Table 12 Real application: Average of the fitness functions values
Table 13 Real application: The accuracy percentage
Table 14 Real application: Selected features number
Table 15 Real application: The standard deviation values

6 Conclusion and future work

This study developed a new feature selection (FS) method by enhancing the original style of the slime mould algorithm (SMA). We leverage the exploration ability of the marine predators algorithm (MPA) to work as a local search method for the proposed method. The modified version, namely, SMAMPA, was evaluated on twenty well-known UCI benchmark datasets, using different evaluation metrics.
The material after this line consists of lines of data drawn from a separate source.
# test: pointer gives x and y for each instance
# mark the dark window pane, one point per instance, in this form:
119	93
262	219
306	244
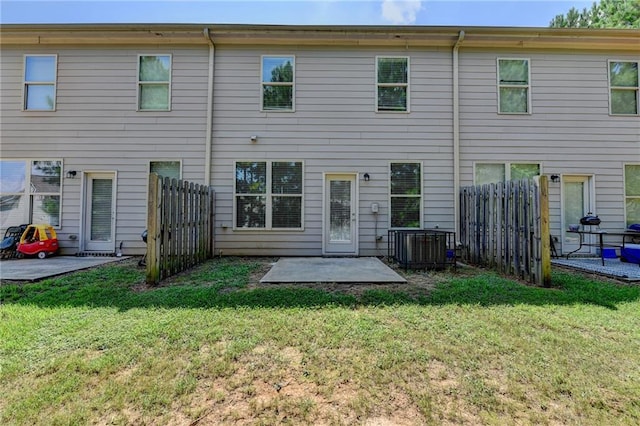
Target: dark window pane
250	212
45	176
392	98
251	177
513	99
13	175
287	212
524	171
405	178
624	102
405	212
287	178
624	74
277	97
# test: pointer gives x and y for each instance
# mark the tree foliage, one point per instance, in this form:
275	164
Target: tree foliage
602	14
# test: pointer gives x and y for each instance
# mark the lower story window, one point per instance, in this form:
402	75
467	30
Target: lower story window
268	195
500	172
30	192
170	169
632	193
406	195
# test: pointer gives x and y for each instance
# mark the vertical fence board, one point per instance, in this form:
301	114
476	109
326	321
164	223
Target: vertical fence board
179	226
505	226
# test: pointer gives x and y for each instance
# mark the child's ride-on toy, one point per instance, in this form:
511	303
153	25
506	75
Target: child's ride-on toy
10	241
38	239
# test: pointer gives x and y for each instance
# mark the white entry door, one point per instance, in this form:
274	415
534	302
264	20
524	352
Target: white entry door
99	212
577	201
340	215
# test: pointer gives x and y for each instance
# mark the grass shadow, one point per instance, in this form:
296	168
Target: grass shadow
223	284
Moreover, it was compared to the traditional SMA, MPA, and several state-of-art optimization methods. The developed SMAMPA showed superior performance over several optimization algorithms and several modified optimization algorithms. Furthermore, to verify the efficiency of the SMAMPA on more complicated and high-dimensional real-world problems, six datasets related to chemometrics, were used. Evaluation outcomes also showed the high performance of the SMAMPA, and it obtained the best results compared to other optimization algorithms. According to the superior results of the developed SMAMPA, in future work, it could be further investigated in more complicated problems, such as multi-optimization problems, big data mining, and medical image processing.